For the most part, the band’s daringness to venture into the more obscure and bonkers ideas pays off in dividends, but there are also occasions where they come out with losses. ‘In The Dark’ doesn’t really go anywhere, the pseudo rap in the introduction to ‘Why You Gotta Kick Me When I’m Down?’ results in a bit of an awkward delivery, and the love ballad ‘Mother Tongue’ is incredibly vapid and bland, and sounds like something you’d expect a beige outfit like Coldplay to conjure up.

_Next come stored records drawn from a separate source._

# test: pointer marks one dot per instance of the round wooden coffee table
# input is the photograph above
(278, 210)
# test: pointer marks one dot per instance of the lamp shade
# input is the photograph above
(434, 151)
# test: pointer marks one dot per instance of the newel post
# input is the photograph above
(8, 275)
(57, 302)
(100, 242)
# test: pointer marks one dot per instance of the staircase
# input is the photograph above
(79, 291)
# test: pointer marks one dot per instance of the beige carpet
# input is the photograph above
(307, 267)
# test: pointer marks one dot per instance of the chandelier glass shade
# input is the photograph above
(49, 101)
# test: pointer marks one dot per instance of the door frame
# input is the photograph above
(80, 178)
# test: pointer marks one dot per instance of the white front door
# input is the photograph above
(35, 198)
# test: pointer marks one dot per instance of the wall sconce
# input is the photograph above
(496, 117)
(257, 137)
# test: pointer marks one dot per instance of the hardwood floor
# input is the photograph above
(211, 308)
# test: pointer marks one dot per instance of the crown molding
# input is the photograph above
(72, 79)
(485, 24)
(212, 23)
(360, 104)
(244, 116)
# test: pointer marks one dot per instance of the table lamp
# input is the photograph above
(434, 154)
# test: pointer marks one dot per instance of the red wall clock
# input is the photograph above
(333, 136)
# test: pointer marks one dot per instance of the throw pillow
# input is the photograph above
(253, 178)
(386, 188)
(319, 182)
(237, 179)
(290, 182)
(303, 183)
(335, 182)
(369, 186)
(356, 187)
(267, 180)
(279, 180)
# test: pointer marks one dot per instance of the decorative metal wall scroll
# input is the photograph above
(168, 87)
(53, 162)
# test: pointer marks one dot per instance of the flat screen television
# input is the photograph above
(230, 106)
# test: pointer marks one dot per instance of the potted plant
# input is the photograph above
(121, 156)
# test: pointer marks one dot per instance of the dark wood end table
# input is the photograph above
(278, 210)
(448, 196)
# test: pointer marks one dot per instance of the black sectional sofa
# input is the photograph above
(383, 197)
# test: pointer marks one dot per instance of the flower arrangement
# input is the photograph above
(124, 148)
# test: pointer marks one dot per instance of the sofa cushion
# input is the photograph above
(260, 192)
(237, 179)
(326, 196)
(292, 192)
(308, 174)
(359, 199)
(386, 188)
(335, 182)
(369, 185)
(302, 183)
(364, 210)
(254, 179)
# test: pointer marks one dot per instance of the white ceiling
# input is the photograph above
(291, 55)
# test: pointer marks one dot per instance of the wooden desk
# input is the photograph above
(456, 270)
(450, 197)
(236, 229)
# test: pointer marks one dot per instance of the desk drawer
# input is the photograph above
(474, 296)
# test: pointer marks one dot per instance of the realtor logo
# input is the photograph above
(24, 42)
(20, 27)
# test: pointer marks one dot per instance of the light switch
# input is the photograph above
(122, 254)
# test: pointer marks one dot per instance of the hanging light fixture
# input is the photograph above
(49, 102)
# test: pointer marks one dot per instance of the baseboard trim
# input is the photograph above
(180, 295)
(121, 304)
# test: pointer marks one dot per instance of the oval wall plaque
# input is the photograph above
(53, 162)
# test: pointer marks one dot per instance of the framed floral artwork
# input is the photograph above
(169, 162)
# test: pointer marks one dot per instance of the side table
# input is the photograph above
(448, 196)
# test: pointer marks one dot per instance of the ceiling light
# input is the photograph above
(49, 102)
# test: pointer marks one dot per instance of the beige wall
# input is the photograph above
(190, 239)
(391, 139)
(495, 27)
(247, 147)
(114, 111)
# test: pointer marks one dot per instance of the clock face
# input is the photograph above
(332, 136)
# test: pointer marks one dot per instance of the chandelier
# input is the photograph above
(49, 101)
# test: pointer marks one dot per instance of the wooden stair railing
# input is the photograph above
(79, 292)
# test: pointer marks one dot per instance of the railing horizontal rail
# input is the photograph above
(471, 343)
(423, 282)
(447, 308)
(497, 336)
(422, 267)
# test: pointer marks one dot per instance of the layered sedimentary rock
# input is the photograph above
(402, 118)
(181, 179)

‘amo’ is an album that is going to have an awful lot of unjustified hate cast at it – the run up to its release alone has made that abundantly clear. Those with an open mind that are willing to accept that Bring Me The Horizon aren’t a deathcore band anymore (which they haven’t been for several albums now) will reap many rewards from this record.

It may not be their strongest album to date, but there aren’t any other bands with their background and at their status who are willing to experiment and explore fearlessly, and much like their past few LPs before it, ‘amo’ has set a blueprint for many acts to copy and refine for years to come.